Updated: Apr 10
If you’ve been breastfeeding exclusively for six months and plan to continue, you can expect to see some changes in your milk and your breasts.
According to the Philips Mother and Child Division, breastfeeding is proven to provide many health benefits that extend well beyond basic nutrition. In addition to containing all the vitamins and nutrients your baby needs in the first six months of life, breast milk is packed with disease-fighting substances that provide defence against illnesses and allergies. In preterm babies, breastfeeding can not only reduce the risk of inflammation and infection in the tummy, but also protect them from infection. For full-term babies, it reduces the risk of stomach bugs, coughs and colds as well as middle-ear infections. Additionally, breast milk may also help children avoid a host of diseases that strike later in life such as eczema, diabetes and childhood leukemia.

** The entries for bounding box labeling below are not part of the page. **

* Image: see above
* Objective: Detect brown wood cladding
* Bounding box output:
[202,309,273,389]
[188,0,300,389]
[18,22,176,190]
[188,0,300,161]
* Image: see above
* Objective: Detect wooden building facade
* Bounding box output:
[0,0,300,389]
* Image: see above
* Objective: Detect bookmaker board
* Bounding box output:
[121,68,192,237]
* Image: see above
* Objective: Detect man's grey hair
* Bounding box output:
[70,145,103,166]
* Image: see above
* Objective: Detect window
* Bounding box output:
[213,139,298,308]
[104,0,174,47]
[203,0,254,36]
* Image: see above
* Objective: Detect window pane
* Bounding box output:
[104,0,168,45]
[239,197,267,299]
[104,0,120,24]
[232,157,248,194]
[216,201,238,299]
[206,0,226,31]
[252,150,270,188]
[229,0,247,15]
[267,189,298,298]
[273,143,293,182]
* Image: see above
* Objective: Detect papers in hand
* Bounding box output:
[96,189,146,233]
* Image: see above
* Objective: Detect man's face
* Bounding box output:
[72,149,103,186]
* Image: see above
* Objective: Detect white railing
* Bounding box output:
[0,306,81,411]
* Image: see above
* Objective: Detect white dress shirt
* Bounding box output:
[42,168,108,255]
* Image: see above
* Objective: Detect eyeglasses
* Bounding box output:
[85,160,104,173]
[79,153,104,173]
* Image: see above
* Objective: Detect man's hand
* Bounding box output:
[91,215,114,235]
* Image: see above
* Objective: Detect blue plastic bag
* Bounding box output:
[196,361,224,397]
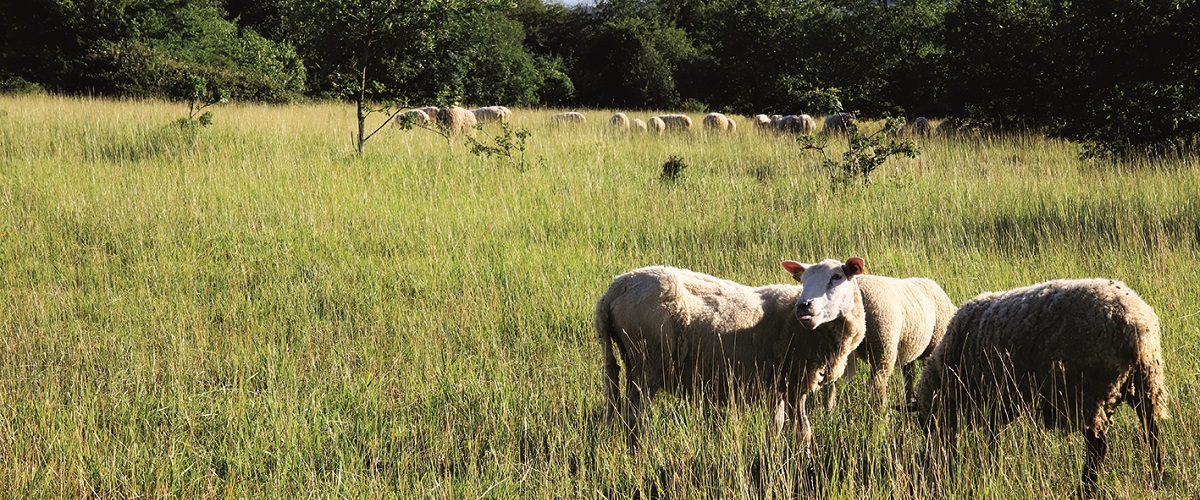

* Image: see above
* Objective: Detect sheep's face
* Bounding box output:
[784,257,866,330]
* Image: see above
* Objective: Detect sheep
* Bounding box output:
[438,106,478,134]
[594,258,866,447]
[646,116,667,133]
[608,113,630,131]
[550,112,588,124]
[775,115,817,135]
[701,113,737,132]
[908,278,1168,496]
[391,109,433,127]
[824,275,958,409]
[751,115,775,132]
[658,115,691,131]
[470,106,512,124]
[821,113,858,134]
[911,116,934,137]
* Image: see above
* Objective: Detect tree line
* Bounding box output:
[0,0,1200,155]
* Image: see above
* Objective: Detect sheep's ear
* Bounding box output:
[784,260,808,281]
[841,257,866,276]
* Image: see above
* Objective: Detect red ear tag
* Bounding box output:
[842,257,866,276]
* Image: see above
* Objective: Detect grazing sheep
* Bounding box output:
[646,116,667,133]
[821,113,858,134]
[910,278,1166,498]
[826,275,958,408]
[416,106,442,120]
[550,112,588,124]
[775,115,817,135]
[911,116,934,137]
[595,258,866,446]
[438,106,476,134]
[470,106,512,124]
[608,113,630,131]
[658,115,691,131]
[701,113,737,132]
[391,109,433,127]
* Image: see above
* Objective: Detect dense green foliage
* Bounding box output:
[0,0,1200,156]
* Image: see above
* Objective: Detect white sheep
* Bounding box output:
[658,115,691,131]
[438,106,478,134]
[646,116,667,133]
[701,113,737,132]
[910,278,1166,498]
[826,270,958,408]
[775,115,817,135]
[595,258,866,446]
[821,113,858,134]
[470,106,512,124]
[550,112,588,124]
[608,113,630,131]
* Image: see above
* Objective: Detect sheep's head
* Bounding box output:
[784,257,866,329]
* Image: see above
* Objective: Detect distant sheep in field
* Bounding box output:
[658,115,691,131]
[646,116,667,133]
[911,116,934,137]
[826,270,958,408]
[821,113,858,134]
[910,278,1166,498]
[595,258,866,446]
[470,106,512,124]
[701,113,737,132]
[391,109,433,127]
[752,115,775,132]
[775,115,817,135]
[550,112,588,124]
[438,106,478,134]
[608,113,630,131]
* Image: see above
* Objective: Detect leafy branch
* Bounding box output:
[465,122,533,171]
[798,118,920,187]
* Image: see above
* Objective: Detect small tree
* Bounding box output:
[294,0,499,155]
[800,118,920,188]
[176,76,229,126]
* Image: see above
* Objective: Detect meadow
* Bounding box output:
[0,96,1200,499]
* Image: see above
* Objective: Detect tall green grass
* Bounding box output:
[0,97,1200,499]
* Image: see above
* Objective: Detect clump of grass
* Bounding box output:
[659,155,688,183]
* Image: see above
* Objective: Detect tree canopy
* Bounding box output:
[0,0,1200,153]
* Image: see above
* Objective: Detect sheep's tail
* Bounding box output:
[594,294,622,422]
[1127,324,1170,476]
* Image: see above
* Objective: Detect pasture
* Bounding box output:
[0,96,1200,499]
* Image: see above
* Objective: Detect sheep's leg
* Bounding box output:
[625,380,646,451]
[824,382,838,410]
[901,362,917,406]
[770,394,787,435]
[870,351,896,408]
[602,348,620,422]
[1132,387,1163,487]
[794,394,812,448]
[1081,429,1109,499]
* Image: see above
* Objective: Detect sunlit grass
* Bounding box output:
[0,97,1200,498]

The size of your breasts will stay the same from one to six months while you’re breastfeeding, but the amount of breast tissue reduces significantly between six and nine months, even though there’s only a small decrease in milk production. By the time you get to 15 months of milk production, (lactation) your breasts will be back to their pre-pregnancy size. What’s more, as your baby begins to eat more solids the demand for breast milk will decrease, so you’ll naturally produce less.
Emptying the breast
While breasts don’t need to be emptied to satisfy most babies, draining the breast is still recommended. It will help prevent complications of painful, blocked ducts and inflammation.
Feeding on demand
If your baby is growing normally, you don’t need to worry about following set breastfeeding routines. Your baby will let you know when it’s time to feed and whether one or both breasts are needed for a meal.
Enjoy the journey for as long as you can as this continues to strengthen the bond that you have. If you are scared to take this journey, arm yourself with as much information as possible. A lack of information can lead to misguided views and choices – so never be too scared to ask! Equip yourself with the knowledge and know-how when it comes to breastfeeding, as well as the benefits and options that are available so that you can make the best decision for you and your family.